Stop Imu 2013. Service tax: pagano anche gli inquilini, decidono i sindaci

di Redazione Blitz
Pubblicato il 29 Agosto 2013 10:21 | Ultimo aggiornamento: 29 Agosto 2013 12:58
Stop Imu 2013. Service tax: pagano anche gli inquilini, decidono i sindaci

Stop Imu 2013. Service tax: pagano anche gli inquilini, decidono i sindaci

ROMA – Stop Imu 2013. Service tax: pagano anche gli inquilini. Per quest’anno, il governo ha sicuramente eliminato l’acconto Imu 2013 prima casa e annunciato che eliminerà anche il saldo di dicembre.
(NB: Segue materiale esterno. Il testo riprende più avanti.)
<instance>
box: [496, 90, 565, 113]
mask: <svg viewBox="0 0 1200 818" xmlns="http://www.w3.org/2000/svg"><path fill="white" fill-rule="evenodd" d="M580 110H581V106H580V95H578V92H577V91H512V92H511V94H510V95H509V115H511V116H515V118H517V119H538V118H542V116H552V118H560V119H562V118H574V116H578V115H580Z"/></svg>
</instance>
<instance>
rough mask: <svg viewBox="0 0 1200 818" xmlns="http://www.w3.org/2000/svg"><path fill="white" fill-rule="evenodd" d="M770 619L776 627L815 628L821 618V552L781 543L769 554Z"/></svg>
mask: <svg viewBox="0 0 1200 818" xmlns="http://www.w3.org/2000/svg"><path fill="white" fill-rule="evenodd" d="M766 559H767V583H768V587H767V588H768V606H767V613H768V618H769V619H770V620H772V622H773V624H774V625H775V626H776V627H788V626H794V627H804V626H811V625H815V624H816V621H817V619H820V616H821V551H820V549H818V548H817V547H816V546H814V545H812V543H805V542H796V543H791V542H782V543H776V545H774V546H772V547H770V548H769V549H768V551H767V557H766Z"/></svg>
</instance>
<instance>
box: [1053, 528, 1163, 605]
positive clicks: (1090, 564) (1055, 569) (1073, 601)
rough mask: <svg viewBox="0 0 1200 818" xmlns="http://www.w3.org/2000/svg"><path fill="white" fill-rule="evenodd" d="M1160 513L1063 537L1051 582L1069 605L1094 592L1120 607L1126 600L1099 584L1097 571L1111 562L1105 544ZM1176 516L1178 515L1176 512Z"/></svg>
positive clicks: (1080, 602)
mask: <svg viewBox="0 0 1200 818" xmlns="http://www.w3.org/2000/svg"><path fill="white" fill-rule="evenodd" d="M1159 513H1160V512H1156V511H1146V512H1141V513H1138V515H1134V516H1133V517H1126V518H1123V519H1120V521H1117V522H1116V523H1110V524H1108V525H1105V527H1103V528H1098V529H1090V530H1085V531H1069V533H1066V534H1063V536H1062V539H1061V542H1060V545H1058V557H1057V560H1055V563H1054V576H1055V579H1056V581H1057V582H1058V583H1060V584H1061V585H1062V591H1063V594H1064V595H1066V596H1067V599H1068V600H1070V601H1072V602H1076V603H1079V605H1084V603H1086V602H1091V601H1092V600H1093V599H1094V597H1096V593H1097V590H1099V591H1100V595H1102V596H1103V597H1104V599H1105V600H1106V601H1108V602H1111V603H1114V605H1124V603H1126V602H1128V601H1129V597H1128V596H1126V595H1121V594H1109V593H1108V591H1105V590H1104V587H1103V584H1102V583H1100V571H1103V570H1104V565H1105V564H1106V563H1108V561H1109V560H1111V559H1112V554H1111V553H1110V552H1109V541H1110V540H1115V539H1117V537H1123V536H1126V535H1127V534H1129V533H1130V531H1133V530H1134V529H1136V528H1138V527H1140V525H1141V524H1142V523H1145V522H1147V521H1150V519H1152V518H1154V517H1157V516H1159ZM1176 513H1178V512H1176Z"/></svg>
Le coperture finanziarie certe per l’acconto ed eventuali per il saldo sono misure una tantum: significa che il prossimo anno la subentrante Service tax che accorperà anche rifiuti e servizi sostituirà del tutto l’Imu, andrà pagata. Il principio illustrato da Enrico Letta prende atto che la prima casa non produce reddito solo in virtù del suo possesso ma, in ogni caso fruisce di servizi, come avviene in un condominio, che deve contribuire a finanziare tramite tassazione. Lo schema prevede due livelli di tassazione: il primo (provvisoriamente definito Tari) riguarda la raccolta rifiuti, il secondo, altrettanto provvisoriamente chiamato Tasi, riguarderà servizi indivisibili quali l’illuminazione, il verde pubblico e così via.

Pagheranno anche gli inquilini sebbene non proprietari perché beneficiano dei servizi. Per la Tari superficie dell’abitazione e effettiva capacità di produrre rifiuti (quanto inquini paghi) saranno i criteri per la definizione delle aliquote che, comunque, nel complesso dovranno garantire tutta la copertura del servizio: i sindaci potranno modulare agevolazioni ed esenzioni in favore degli inquilini.

Per la Tasi il Comune potrà decidere se usare quale base imponibile la rendita catastale (come avviene tuttora con l’Imu) oppure la superficie. Il pagamento sarà dovuto sia dai proprietari che dagli inquilini, secondo la logica per cui i primi beneficiano dei servizi in quanto influiscono sul valore commerciale, mentre gli occupanti si avvantaggiano effettivamente di beni e servizi locali. (Il Messaggero, Luca Cifoni)

A proposito degli inquilini, protestano i sindacati. “Scaricare, anche parzialmente, i costi dell’operazione Imu sugli inquilini è inaccettabile. Questa misura, se attuata, avrebbe un effetto moltiplicatore del costo dell’abitazione con il risultato di aumentare in maniera esponenziale gli sfratti per morosità che lo stesso decreto tenta di arginare”. Lo affermano i sindacati degli inquilini Sunia, Sicet e Uniat all’indomani del taglio dell’Imu sulla prima casa e dell’introduzione della Service Tax che, dal 2014, sarà anche a carico degli inquilini. I sindacati valutano invece ”positivamente” alcune misure adottate dal Governo sugli sfratti per morosità incolpevole, sul fondo di sostegno all’affitto e sulle agevolazioni ai contratti concordati.